During the Bush years, the National Park Service received consecutive $100 million-plus funding increases. Obviously money alone is not a solution. Despite the additional cash, the NPS still managed to nearly double its maintenance liabilities while the number of park visitors, especially among the young, continued to decline.
The past director of the National Park Service actually recognized these trends and attempted to revitalize our parks with new marketing strategies, new funding strategies, new “visitor friendly— strategies for staff and a concerted effort to attract new, younger visitors.
Unfortunately, she retired and the current NPS staff is now tasked with either continuing the former director’s refreshing course or returning to old patterns. I believe three issues should be considered before deciding which direction our park system will head:
1. The purpose of a national park is to be seen, used and enjoyed. If people are not encouraged to visit, there is no sense in maintaining the site. This is a matter of both logistics and attitude.
The National Park Service is either the keeper of our national treasures or the gatekeepers impeding Americans’ enjoyment of those same treasures. If it is the latter, we are all wasting our time and tax dollars. The NPS must insist all the units are welcoming and family friendly.
In the past we have missed the mark. A past administration famously declared the public was “loving our parks to death.— It seized the moment to demolish family campsites, ban personal watercraft and prohibit snowmobile options.
None of this was terribly welcoming to family visitors. This new administration has also proposed new regulations designed to phase out almost all available fishing tackle and ammunition (particularly needed by subsistence hunters), which will significantly discourage sportsmen from returning to the parks.
The park service is also stepping up efforts to tell visitors they are killing the parks. A new program will allow a visitor to calculate one’s carbon footprint as he visits a park. Nothing creates fond family memories like a good ol’-fashioned carbon calculate-off.

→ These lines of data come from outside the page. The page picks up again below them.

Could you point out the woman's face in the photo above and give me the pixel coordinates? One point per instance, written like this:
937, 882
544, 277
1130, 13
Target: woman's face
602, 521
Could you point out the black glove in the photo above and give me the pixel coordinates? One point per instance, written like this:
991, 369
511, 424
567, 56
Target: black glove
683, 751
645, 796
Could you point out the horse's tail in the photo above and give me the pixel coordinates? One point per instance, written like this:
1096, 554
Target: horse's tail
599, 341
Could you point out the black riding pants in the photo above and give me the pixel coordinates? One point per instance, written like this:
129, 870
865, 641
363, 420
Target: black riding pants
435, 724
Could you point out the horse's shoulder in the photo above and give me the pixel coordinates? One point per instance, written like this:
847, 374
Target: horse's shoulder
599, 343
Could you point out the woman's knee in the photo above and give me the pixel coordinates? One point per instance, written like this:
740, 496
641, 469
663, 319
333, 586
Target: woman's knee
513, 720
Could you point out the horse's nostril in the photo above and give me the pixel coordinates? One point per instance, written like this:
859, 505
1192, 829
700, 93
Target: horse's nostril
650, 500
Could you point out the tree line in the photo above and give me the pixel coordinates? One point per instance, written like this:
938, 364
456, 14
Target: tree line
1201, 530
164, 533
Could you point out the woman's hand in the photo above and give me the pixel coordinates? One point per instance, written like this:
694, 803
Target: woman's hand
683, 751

A constituent recently related a personal experience at a major park’s visitor center. As he perused the displays he came across one that explained how walking next to trees stresses them and ultimately leads to their deaths. Now feeling like an assassin, he wasn’t too excited about exploring the majestic tree stands or, more significantly, even returning to the national parks.
The recent concealed weapons permit fiasco kept the anti-entrance attitude alive. The Bush administration updated regulations and allowed legal permit holders to exercise their 2nd Amendment rights in accordance with applicable state law. This is the same policy the National Forest System and the Bureau of Land Management currently use, and it works. But now that change may be reversed. If the NPS insists on a standard that is more restrictive, the parks send out the signal that the Constitution is not respected on park land and certain average Americans are not welcome.

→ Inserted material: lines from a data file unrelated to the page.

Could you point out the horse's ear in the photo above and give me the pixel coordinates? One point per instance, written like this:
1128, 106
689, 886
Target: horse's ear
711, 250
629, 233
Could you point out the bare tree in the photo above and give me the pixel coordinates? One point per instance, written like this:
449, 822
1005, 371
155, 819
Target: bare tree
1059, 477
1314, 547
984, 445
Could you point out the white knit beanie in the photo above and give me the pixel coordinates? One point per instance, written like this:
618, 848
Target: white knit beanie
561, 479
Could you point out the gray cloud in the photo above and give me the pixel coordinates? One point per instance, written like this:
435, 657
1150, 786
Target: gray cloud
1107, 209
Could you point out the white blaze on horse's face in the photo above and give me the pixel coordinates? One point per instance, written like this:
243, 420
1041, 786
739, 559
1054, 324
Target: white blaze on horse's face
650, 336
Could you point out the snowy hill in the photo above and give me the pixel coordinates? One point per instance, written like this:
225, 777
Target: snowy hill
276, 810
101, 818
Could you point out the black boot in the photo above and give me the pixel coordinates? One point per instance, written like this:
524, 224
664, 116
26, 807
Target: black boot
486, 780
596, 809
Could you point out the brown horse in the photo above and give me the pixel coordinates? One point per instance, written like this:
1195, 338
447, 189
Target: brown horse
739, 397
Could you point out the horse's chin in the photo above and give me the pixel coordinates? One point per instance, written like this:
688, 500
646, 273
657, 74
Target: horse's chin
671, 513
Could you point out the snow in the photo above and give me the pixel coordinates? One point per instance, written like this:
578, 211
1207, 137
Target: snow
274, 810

2. We have a serious maintenance backlog, and the park system needs to take care of what it has before expanding to take on new lands and duties. Here Congress shares the blame. Congress funnels pork projects to home districts, burdening the system and the taxpayer with questionable projects. Why did Congress this year create a new national park in an urban setting when the NPS concluded the area did not have the unique criteria to qualify as a park? If the Park Service doesn’t want it and can’t fully manage what it already has, why spend $37 million to create a new unit — and even more to operate it?
Congress added new park funding in the stimulus bill. That’s fine. Then Congress created five times that amount in new liabilities in the Omnibus Lands Act. Congress has to learn to behave. Is it really in our best interest to buy an old golf course near Gettysburg when visitor centers in existing parks are condemned and closed for lack of funds?
3. The alleged Friends of the National Park Service have to quit suing the National Park Service over every NPS policy. We need to spend the money on real park services and protections and not on litigation. I don’t care how noble those who bring these suits think their causes may be, they hurt the parks!
Our parks are national treasures. Americans want them accessible, protected and decently funded. We can better fund our National Park System by limiting costly litigation, by taking care of the units already on the books instead of adding new ones, and by creating more inviting policies and attitudes which will increase the number of visitors.
Rep. Rob Bishop (R-Utah) is the ranking member of the House Natural Resources Subcommittee on National Parks, Forests and Public Lands.